A Food Coma
Attention passengers. We’ll be making our decent into London Heathrow Airport now. Please fasten your…The remainder of the message went unheard, as I was lost in my own thoughts, forehead pressed urgently to the little plastic oval portal, taking in the view, suddenly so grateful, so overcome. As we emerged from the clouds, I could see the sunset at the horizon; brilliant reds, oranges and purples. Beneath me, a darkened city, decorated by thousands of little twinkling lights.
This is my new home.
I’ve always had an odd concept of home, having been shuttled from house to house in my formative years. The idea of picking up and moving several thousand miles across an ocean to a school and a country where I barely know anyone might seem a bit daft. Reckless even.

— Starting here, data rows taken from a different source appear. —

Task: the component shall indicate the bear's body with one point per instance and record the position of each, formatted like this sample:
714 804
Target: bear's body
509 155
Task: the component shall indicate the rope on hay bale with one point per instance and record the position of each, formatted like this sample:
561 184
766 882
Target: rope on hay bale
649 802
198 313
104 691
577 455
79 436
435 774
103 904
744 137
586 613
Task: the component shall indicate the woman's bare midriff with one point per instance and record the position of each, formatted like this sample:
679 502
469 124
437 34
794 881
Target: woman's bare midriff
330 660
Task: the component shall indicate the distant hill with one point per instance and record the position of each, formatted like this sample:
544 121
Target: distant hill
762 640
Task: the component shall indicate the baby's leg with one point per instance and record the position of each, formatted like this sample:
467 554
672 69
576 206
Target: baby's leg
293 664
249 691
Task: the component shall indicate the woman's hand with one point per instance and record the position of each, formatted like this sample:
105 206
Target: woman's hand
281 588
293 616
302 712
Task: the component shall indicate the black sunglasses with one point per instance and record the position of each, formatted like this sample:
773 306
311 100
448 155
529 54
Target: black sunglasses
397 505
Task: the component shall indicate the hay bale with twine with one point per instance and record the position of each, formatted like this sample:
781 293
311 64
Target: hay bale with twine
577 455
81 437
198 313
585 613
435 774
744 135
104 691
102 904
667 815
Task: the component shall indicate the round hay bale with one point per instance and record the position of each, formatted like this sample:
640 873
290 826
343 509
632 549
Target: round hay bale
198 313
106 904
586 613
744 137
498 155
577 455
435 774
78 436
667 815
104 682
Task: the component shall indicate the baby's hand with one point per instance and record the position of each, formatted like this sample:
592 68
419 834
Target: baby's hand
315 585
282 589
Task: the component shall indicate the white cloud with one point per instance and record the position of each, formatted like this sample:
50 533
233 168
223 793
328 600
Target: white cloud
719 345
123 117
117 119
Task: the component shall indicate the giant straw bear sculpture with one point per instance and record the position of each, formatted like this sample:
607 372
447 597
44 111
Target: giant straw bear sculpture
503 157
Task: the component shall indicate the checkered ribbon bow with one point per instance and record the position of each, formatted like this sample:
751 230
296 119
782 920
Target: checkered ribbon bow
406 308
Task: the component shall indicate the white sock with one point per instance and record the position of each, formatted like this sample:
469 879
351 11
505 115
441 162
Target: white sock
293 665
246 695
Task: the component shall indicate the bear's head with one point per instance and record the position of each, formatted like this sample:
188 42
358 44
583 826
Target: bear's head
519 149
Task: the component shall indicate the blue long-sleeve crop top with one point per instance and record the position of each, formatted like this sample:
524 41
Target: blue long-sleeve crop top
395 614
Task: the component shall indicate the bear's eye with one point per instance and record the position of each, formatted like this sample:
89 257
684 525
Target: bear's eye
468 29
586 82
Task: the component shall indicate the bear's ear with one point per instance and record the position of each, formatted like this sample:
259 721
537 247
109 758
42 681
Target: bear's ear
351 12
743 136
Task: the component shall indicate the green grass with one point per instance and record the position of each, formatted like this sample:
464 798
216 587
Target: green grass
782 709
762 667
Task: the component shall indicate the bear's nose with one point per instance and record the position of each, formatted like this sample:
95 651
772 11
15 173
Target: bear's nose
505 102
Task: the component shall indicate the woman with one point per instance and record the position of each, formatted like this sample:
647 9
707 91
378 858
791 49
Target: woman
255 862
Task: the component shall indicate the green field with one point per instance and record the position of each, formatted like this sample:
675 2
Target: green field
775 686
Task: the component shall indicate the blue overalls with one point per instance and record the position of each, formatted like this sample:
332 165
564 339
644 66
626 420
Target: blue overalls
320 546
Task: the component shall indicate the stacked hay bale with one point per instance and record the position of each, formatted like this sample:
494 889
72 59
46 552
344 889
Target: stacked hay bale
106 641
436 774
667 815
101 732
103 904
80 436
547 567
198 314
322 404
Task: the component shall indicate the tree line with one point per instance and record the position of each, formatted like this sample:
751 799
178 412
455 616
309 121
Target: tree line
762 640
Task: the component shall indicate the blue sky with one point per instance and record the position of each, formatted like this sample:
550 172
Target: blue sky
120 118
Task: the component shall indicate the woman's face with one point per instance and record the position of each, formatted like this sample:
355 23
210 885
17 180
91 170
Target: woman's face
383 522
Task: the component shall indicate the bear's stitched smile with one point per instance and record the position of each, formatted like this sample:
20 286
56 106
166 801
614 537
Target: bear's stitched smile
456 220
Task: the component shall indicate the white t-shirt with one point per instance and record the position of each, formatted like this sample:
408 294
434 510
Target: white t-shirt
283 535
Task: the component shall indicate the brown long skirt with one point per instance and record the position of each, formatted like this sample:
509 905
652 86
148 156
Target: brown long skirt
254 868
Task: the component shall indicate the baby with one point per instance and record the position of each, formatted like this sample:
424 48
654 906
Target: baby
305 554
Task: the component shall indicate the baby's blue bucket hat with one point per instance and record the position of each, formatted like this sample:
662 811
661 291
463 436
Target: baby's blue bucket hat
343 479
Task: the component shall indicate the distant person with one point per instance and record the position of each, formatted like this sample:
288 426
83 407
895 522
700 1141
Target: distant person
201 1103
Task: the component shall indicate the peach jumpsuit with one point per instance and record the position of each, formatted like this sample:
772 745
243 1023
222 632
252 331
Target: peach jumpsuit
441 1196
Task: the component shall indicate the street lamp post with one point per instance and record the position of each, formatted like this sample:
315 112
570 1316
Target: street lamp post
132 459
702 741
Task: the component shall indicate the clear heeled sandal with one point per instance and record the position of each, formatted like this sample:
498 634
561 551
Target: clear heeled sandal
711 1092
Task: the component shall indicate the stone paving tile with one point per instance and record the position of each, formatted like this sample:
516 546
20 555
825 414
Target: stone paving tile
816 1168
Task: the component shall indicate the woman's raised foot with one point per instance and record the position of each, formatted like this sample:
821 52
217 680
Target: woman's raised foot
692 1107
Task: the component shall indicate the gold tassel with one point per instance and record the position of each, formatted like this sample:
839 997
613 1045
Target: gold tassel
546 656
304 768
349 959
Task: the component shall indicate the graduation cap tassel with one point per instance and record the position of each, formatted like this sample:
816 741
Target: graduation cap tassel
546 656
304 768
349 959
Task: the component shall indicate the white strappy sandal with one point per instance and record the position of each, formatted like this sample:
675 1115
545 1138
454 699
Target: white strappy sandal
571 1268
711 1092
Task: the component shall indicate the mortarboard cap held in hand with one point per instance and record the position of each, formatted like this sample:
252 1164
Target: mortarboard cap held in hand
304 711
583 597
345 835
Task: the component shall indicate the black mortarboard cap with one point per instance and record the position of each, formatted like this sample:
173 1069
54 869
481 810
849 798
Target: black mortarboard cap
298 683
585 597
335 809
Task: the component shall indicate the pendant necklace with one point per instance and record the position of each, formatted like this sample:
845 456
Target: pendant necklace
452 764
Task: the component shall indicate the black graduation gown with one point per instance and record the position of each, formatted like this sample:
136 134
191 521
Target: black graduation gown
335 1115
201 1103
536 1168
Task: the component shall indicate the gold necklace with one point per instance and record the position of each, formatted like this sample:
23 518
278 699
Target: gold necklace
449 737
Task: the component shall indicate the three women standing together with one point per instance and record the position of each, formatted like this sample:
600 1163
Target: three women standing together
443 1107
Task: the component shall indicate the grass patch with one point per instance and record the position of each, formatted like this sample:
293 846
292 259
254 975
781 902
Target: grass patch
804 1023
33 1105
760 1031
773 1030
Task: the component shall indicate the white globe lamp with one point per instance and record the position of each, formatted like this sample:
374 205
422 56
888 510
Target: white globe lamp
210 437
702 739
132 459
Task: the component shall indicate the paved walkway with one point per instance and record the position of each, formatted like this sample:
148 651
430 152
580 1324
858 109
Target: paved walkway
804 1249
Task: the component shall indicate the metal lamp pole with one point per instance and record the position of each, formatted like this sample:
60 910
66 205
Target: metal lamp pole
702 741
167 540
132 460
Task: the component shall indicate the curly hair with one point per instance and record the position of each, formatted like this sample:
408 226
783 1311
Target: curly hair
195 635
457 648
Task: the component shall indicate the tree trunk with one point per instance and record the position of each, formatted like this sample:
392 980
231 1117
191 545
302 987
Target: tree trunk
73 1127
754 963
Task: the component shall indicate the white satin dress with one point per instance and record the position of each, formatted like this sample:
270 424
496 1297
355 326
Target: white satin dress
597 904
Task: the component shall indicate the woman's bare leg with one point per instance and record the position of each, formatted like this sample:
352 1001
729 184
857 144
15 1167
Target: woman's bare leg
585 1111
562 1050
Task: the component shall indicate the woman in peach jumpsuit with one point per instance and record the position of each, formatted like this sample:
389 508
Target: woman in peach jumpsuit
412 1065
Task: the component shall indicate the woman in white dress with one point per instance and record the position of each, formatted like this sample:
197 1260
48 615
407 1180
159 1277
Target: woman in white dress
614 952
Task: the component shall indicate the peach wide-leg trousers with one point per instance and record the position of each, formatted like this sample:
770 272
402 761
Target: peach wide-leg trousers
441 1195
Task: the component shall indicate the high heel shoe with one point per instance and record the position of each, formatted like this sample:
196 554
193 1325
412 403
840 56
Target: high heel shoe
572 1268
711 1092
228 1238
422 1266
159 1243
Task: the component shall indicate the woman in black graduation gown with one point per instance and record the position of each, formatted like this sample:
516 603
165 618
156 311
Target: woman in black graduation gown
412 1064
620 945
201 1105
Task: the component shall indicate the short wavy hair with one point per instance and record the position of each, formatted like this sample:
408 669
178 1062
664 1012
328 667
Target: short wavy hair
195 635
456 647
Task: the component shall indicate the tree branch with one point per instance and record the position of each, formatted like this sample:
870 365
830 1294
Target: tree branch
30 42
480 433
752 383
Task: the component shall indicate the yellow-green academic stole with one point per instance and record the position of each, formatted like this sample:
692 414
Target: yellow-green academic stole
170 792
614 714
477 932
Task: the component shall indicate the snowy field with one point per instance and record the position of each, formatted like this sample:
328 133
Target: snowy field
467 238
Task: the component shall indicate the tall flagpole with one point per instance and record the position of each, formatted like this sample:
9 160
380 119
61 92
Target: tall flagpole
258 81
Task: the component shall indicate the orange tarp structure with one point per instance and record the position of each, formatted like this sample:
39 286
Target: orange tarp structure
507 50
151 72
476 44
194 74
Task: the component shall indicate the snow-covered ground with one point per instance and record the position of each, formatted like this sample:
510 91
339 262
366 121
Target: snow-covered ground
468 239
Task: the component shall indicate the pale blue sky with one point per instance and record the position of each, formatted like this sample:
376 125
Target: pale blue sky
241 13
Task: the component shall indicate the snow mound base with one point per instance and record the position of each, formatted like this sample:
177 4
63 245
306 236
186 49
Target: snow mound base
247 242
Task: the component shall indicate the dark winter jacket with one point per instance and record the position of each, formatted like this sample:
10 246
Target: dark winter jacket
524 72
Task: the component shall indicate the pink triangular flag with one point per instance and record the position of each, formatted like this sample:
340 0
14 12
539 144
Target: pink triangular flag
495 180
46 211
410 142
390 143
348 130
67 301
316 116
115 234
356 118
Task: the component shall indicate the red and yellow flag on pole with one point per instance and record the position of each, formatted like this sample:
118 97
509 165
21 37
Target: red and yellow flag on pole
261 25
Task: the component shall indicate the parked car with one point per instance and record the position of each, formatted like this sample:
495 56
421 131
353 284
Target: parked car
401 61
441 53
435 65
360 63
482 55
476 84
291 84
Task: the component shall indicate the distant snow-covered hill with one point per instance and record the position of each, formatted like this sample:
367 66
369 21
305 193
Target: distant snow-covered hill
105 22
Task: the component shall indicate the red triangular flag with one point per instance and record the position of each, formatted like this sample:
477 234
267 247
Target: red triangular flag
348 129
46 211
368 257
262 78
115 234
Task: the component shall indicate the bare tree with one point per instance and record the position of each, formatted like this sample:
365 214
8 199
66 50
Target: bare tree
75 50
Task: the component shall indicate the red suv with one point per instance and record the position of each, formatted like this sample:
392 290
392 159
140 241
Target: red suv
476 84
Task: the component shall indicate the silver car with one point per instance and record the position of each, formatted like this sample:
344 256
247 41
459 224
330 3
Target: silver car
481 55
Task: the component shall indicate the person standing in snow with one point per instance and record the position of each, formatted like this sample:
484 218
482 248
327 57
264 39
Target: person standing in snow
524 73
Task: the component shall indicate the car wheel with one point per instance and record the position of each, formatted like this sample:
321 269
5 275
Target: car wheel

But that’s me. Always one for an adventure. Unafraid of the unexplored. So I live here now, at least for the upcoming months. And if I could, I’d never return.
“England? Why would you want to go there? I heard the food is horrible.”
Such was the general reaction from American friends and co-workers. Forgive me, but I’d like to politely object. Actually, I can be impolite if I want – that’s rubbish and you don’t know what the hell you’re talking about.
I dare you to tell Gordon Ramsey his food is terrible. Try reading the cookbooks of Delia Smith, Prue Leith or Jamie Oliver without getting hungry.
While many years ago British cuisine was insular and bland, these days it’s much more than just bangers and mash or fish and chips. A new order has arrived, bringing with it fresh, organic and internationally-inspired fare.
The first meal I cooked in England comes from a family recipe provided by my aunt Julie, a charming woman and British native.
Julie lives in a white plaster and brick cottage in the hilly village of High Wycombe with her husband, two children and two cats. There are tomato (to-mah-to) plants in the front window, a vegetable garden in the rear and a red Mini Cooper in the drive. It’s a wonderful life, and one that I hope to become acclimated to shortly.
Even better, the entire family is vegetarian!
Among the changes in cuisine include an upswing in vegetarianism, as well as a demand for higher quality and sustainable, local produce.
“Truthfully, the food used to be dreadful,” Julie said. “Once people started to travel to places like the Mediterranean, chefs started to bring back the new foods and ideas. Things have changed quite dramatically for us.”
Julie’s recipe for vegetable soup is perfect for chilly weather and easily whipped up in less than 20 minutes. Courgettes, better known as zucchini in the States, are full of vitamins and readily available in this season.
It is very flavorful without the need for cream or chicken stock; lightly browned butter gives it a warm flavor, while fresh baby vegetables are refreshingly light.
Courgette Soup
Serves 3-4 people. Equipment needed: heavy sauce pot and an immersion blender. If unavailable a regular blender will do.
Ingredients:
2 tbsp butter
1 red onion, finely chopped
2 medium potatoes, chopped in ½” cubes
4 baby courgettes (zucchini) or 2 regular-sized, chopped in ½” cubes
2 cups vegetable broth
handful of fresh parsley, finely chopped
Directions:
Over a medium flame, melt the butter until just starting to brown and bubble. Add in the finely chopped onion and potato. Toss in the butter until thoroughly coated, then simmer for about eight minutes. When the onion is nicely golden, add in the courgettes and stir. Slowly pour in vegetable broth and add parsley. Bring to a boil, then simmer for 10 minutes. Remove from heat.
With an immersion blender, purée the soup until no large chunks remain. It will look nice and creamy. If using a regular blender, purée one cup at a time. Be careful; hot liquid tends to splash out easily!
Season with salt and pepper to taste. Serve warm with fresh bread and grated white cheddar or parmesan.